Die Menschenrasse hat im Vergleich zu den Worgen sicher den Vorteil dass sie nicht ständig in Wolfsgestalt kämpfen. Sicherlich ein größtenteils optischer Unterschied, aber für mich persönlich sehe ich auch hier keine großen Probleme, dass die normalen Menschen nicht gezockt werden, zumal eine sehr beliebte Klasse, der Jäger, für diese verfügbar sein wird.

Wie dem auch sei, ich hab bereits mehrfach erwähnt, dass ich sowieso keine Zeit zum zocken habe und mir deswegen wohl den Kampf, Cataclysm vs. Aion hier im buffed Forum weiter zu Gemüte führen werde. ^^


----------



## Thunderphönix (22. August 2009)

bin für /closed

weil das ist anprangern


----------



## swetias (22. August 2009)

Also, erstens finde ich es eine freschheit für neuen inhalt extra bezahlen zu müssen.
zweitens gehen die klassencombos so mal garnicht.
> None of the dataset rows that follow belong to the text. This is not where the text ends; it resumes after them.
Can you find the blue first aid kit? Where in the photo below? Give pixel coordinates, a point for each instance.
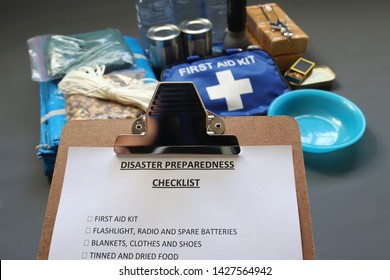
(237, 83)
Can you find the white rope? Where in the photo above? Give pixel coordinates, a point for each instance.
(90, 81)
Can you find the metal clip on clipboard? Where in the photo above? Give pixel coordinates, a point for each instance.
(177, 122)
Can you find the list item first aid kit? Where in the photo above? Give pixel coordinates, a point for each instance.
(238, 83)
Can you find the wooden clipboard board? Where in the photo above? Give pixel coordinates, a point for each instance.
(250, 131)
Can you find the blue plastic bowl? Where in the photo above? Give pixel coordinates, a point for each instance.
(327, 121)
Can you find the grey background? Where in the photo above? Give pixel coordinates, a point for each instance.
(349, 190)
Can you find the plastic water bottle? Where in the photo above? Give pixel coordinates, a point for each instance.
(151, 13)
(216, 12)
(188, 9)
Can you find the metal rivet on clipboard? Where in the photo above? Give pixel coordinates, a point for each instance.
(278, 24)
(177, 122)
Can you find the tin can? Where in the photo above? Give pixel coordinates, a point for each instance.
(197, 39)
(165, 46)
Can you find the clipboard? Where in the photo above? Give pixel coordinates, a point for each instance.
(249, 130)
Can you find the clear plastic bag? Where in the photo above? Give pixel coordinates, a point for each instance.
(52, 56)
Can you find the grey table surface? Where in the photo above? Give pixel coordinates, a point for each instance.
(349, 190)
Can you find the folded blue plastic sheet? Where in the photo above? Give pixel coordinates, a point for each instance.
(53, 114)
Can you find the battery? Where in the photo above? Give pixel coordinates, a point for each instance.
(165, 46)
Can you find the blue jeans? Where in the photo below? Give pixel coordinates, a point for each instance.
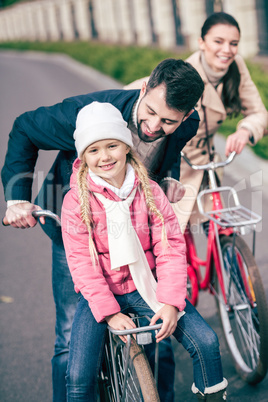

Es würde mich schon reizen mal einen Worgen komplett durchzuspielen, aber dann müsste ich nochmal..würg...durch alles durch...ne lieber was neues wie Aion.

Ich denke viele die von WoW momentan die Nase voll haben werden sich trotzdem das Adon holen, zumal ja auch viele bekannte und freunde noch spielen.

Wenn mich Aion überzeugt und auch über lange zeit spaß macht werde ich dabei bleiben.


----------



## Geige (22. August 2009)

ÜPberhaupt kein rückschlag für Aion x.X
WoW wird noch einfacher, da selbst das rechnen
und abwägend der einzelnen Eq-Teile zueinander wegfällt,
da es im Prinzip eh nurnoch für jede Klasse 1nen bis maximal 2 wichtige werte gibt!


----------



## Danf (22. August 2009)

Thunderphönix schrieb:


> bin für /closed
> 
> weil das ist anprangern



bitte was?


----------



## Kizna (22. August 2009)

Anprangern von WoW ist schon pöse. Wir solten uns alle in die Ecke stellen und schämen!


----------



## Tja (22. August 2009)

Wieso sollte das ein "Rückschlag" für Aion sein? Auch andere Spiele werden Erweiterungen rausbringen, einige probieren es an, bleiben dort und andere kommen zurück. Das ist der ganz normale Lauf der Dinge. 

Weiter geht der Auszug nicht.